Cineuropa: What’s it like to be watching a festival like this one from 10,000 km away?
Paco Cabezas: It’s strange; because of the time difference, I did a press conference yesterday at 3 am via Skype. It’s really disappointing, because I was looking forward to it immensely, but at least the entire cast was there to present the film. For me, there can be nothing more exciting than having a film premiere in San Sebastián. It’s funny how things turn out — you struggle your whole life for something and then suddenly you’re filming here in Hollywood and you can’t follow your heart and go. Life can be very ironic sometimes.
Among other things, Adiós explores how difficult it is to say goodbye, or how we never really say goodbye to someone who’s gone until we’ve finally got a sense of closure.
Yes. After I first read the screenplay, I gave it a lot of thought, but it wasn’t until we got to the final scene that I realised why the film was called Adiós. It’s a film about redemption and about how we find a way to say goodbye to people we have lost. It’s also about my home, Andalusia, and flamenco: the songs, saetas and soleás I’ve heard all my life express the idea of not knowing what to do with the pain that we are left with after a tragedy.
The film is almost Shakespearian, with its themes of betrayal, death, pain, family…
I’ve always been a fan of Shakespeare; he’s been an obsession of mine ever since I was studying at drama school. Shakespeare, Lorca and Andalusia at its most authentic have a lot in common, and gypsy culture also has a lot to say about these themes — blood ties and the idea of home. It’s why I included various poetic and allegorical elements in the film, like doves flying and greyhounds running, but those are really there, because when we filmed on location in Las 3000 Viviendas in Seville, there were a lot of animals about. There’s a surreal dimension to life in Seville’s earthiest neighbourhoods.
You come across as a cheerful, jolly and smiling Andalusian, but we all have a dark side — was Adiós a way of channelling yours?

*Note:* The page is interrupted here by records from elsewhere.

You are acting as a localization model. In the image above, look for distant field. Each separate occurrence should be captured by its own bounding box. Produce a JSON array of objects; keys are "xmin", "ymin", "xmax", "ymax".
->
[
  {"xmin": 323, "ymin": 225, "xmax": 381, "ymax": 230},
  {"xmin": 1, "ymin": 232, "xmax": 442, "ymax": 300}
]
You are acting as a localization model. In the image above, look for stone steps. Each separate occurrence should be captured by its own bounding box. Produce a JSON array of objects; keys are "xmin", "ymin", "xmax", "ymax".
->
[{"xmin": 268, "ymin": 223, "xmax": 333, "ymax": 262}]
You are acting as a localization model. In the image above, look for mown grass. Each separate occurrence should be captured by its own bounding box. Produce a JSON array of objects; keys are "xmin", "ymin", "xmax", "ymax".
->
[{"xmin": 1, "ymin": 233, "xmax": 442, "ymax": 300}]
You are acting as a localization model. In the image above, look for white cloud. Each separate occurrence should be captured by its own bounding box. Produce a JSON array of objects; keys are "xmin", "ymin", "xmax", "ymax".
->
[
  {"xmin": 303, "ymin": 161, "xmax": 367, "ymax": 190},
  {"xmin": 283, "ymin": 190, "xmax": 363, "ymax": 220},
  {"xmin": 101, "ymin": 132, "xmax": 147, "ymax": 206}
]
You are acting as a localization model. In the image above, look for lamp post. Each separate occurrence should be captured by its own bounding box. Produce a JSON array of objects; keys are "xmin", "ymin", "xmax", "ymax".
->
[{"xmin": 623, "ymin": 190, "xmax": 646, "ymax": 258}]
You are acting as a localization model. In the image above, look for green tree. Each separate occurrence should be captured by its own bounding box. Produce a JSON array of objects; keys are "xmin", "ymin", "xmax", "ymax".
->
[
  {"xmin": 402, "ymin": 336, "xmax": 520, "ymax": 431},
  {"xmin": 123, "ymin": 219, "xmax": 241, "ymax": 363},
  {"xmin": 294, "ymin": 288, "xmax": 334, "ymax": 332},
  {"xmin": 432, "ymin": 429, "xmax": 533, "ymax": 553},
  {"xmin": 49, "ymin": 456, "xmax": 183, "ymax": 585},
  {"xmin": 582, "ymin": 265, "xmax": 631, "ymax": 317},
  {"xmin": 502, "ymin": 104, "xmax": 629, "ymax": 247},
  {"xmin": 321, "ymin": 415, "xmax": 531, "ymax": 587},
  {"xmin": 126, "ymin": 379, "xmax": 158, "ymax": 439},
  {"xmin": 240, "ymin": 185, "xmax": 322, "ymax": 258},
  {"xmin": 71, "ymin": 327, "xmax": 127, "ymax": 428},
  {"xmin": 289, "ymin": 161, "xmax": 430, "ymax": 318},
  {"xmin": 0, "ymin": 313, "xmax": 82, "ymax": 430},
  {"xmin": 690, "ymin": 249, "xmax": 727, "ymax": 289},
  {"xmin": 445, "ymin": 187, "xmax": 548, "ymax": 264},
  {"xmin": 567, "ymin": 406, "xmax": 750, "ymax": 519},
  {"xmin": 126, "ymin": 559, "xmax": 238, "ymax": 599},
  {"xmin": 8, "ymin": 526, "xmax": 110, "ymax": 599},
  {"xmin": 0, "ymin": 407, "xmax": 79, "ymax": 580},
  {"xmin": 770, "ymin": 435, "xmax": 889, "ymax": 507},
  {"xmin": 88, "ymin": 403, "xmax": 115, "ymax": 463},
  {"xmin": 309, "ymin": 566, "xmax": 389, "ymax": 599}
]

My manager here in the US is always telling me that the comedy directors he represents are all bitter and miserable, whereas directors of thrillers, horror films and anything violent are all smiles. I do think that films can be an outlet for their makers’ gloomy side, but I also tried to sneak in a few subtle glints of humour.
There are moments when Adiós reminds us of the “quinqui” movement: have you gone back to your fringe roots?
Yes, definitely. The film that made me want to become a director was Scorsese’s Mean Streets, and later I discovered Eloy de la Iglesia: his films shaped a generation and were later just swept aside and forgotten. I have enormous respect for the audience and although I like to torture them over the two hours it takes to tell a story, I also want them to be entertained and to get hooked in to a plot that grabs you by the wrist and won’t let go. My favourite films are visceral and hard-hitting; there’s nothing boring about them, like that rawer, more unvarnished style of filmmaking.
What was it like to come back to Spain to shoot Adiós?
For me, the sweet spot is when I’m making TV series in the US and independent films in Spain, where people still value and support the director as an artist. I had the same freedom working on Adiós as I have now with the pilot of Penny Dreadful: City of Angels, which I’m filming at the moment. Going home definitely has an emotional element for me and, although we didn’t have a huge budget, I brought over everything I needed to shoot a police raid and do it right, and that’s why the film has such a visual impact — because I’ve had a lot of experience of working in Hollywood.